Last week, the Department of Justice (DOJ) announced that it had collected a record $5.69 billion in False Claims Act (FCA) settlements and
recoveries over the past year, marking the first time that recoveries have breached the $5 billion threshold. The DOJ press release announcing this accomplishment highlighted two key areas of recovery: healthcare and the financial sector.
While the healthcare field is likely to remain a fertile ground for future FCA litigation, many of the recoveries involving financial institutions arose from events leading up to the financial crisis. As a result, DOJ will likely be hard-pressed to replicate this value in the upcoming year. The Supreme Court may add further complications to DOJ’s recovery efforts when it decides Kellogg Brown & Root Services v. United States ex rel. Carter, which may limit the government’s efforts to toll the FCA’s statute of limitations.
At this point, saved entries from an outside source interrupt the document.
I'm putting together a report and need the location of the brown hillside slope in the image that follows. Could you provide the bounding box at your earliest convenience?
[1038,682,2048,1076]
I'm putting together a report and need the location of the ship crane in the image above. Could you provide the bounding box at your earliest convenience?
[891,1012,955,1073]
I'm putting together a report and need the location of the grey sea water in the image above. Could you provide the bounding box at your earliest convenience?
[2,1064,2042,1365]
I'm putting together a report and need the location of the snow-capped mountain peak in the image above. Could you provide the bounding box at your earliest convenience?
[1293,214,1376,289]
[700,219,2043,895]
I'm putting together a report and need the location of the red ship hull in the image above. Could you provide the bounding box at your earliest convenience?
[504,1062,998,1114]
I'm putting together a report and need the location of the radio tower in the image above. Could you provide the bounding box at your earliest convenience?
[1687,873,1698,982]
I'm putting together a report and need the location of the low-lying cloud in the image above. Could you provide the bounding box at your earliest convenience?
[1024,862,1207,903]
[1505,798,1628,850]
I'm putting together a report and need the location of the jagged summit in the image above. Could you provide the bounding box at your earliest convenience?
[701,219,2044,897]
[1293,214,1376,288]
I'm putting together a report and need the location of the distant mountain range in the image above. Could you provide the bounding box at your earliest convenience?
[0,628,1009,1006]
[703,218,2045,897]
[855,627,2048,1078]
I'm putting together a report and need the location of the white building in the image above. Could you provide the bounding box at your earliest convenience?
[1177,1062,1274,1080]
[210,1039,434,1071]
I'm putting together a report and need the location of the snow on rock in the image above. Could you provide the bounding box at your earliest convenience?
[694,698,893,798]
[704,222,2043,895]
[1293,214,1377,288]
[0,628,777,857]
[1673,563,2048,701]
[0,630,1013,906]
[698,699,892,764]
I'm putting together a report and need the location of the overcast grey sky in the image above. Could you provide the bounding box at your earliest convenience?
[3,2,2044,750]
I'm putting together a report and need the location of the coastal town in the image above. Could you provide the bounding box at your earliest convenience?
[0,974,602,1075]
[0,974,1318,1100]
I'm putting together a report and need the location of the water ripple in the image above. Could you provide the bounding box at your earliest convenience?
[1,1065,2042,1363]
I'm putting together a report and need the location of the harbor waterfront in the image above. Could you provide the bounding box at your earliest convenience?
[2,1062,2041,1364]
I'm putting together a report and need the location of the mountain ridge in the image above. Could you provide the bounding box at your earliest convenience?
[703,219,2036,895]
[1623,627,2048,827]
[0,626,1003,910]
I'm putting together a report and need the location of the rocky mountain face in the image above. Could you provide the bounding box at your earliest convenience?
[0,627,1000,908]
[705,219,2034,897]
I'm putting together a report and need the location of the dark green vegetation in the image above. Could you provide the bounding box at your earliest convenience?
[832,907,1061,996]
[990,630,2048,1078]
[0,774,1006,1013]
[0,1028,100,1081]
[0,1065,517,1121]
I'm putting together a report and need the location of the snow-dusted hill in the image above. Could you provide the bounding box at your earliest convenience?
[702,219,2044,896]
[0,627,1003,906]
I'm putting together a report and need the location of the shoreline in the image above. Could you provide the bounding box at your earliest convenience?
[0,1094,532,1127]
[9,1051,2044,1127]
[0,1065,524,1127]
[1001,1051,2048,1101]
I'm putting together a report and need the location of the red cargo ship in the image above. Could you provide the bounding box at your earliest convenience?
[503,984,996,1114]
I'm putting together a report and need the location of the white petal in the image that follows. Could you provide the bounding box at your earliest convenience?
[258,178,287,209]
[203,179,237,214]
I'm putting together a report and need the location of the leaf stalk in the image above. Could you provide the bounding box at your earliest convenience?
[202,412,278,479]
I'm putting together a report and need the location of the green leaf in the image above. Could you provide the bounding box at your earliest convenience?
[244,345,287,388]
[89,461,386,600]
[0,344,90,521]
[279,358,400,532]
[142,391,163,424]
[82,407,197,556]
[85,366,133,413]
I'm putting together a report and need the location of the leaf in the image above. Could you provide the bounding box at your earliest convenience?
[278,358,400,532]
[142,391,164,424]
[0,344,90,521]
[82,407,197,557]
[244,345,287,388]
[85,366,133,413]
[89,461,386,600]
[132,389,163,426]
Despite its unprecedented success this year, DOJ is unlikely to declare victory and refocus its efforts elsewhere. To the contrary, it is highly likely that DOJ will redouble its efforts in pursuing FCA cases and up the stakes further by shifting from a focus on monetary recovery to a focus on seeking criminal penalties.
DOJ has already announced its intent to increase emphasis on criminal prosecutions in FCA cases. In remarks on September 17, 2014, Leslie Caldwell, assistant attorney general for the Criminal Division, announced that DOJ would be implementing new procedures regarding qui tam complaints. Caldwell stated that DOJ would be increasing the resources it devotes to FCA cases by bringing in the Criminal Division early and often. Going forward, the Criminal Division’s Fraud Section will review all qui tam actions as soon as they are filed to determine whether to open parallel criminal investigations. Caldwell suggested that even if criminal charges ultimately are not filed, the civil investigation will still benefit from criminal investigators’ expertise in uncovering fraud. She also encouraged prospective relators to contact criminal as well as civil authorities before filing a qui tam suit.
The upshot of these developments is that companies should expect an increase in criminal investigations that accompany FCA cases. In particular, they should expect DOJ to intensify efforts to hold individuals criminally responsible for FCA violations. In a particularly ominous statement, Caldwell highlighted the Criminal Division’s ability to freeze assets. While this power ostensibly is used for “preventing criminals from enjoying the proceeds of their schemes,” DOJ regularly freezes assets before trial as a tactical tool to impede individuals’ ability to defend themselves against the charges.
Increased criminal scrutiny makes it even more vital for companies to undertake a comprehensive internal investigation when first confronting an FCA investigation. As a criminal investigation likely will include individual employees becoming subjects or targets, the company should identify individuals with potential exposure to government scrutiny as early as possible. Companies also should ensure that they have sufficient D&O insurance coverage to withstand an investigation involving senior-level employees. On the preventative side, this only further underscores the importance of robust compliance programs that ensure employee concerns are addressed and resolved before they turn into whistleblower or FCA cases.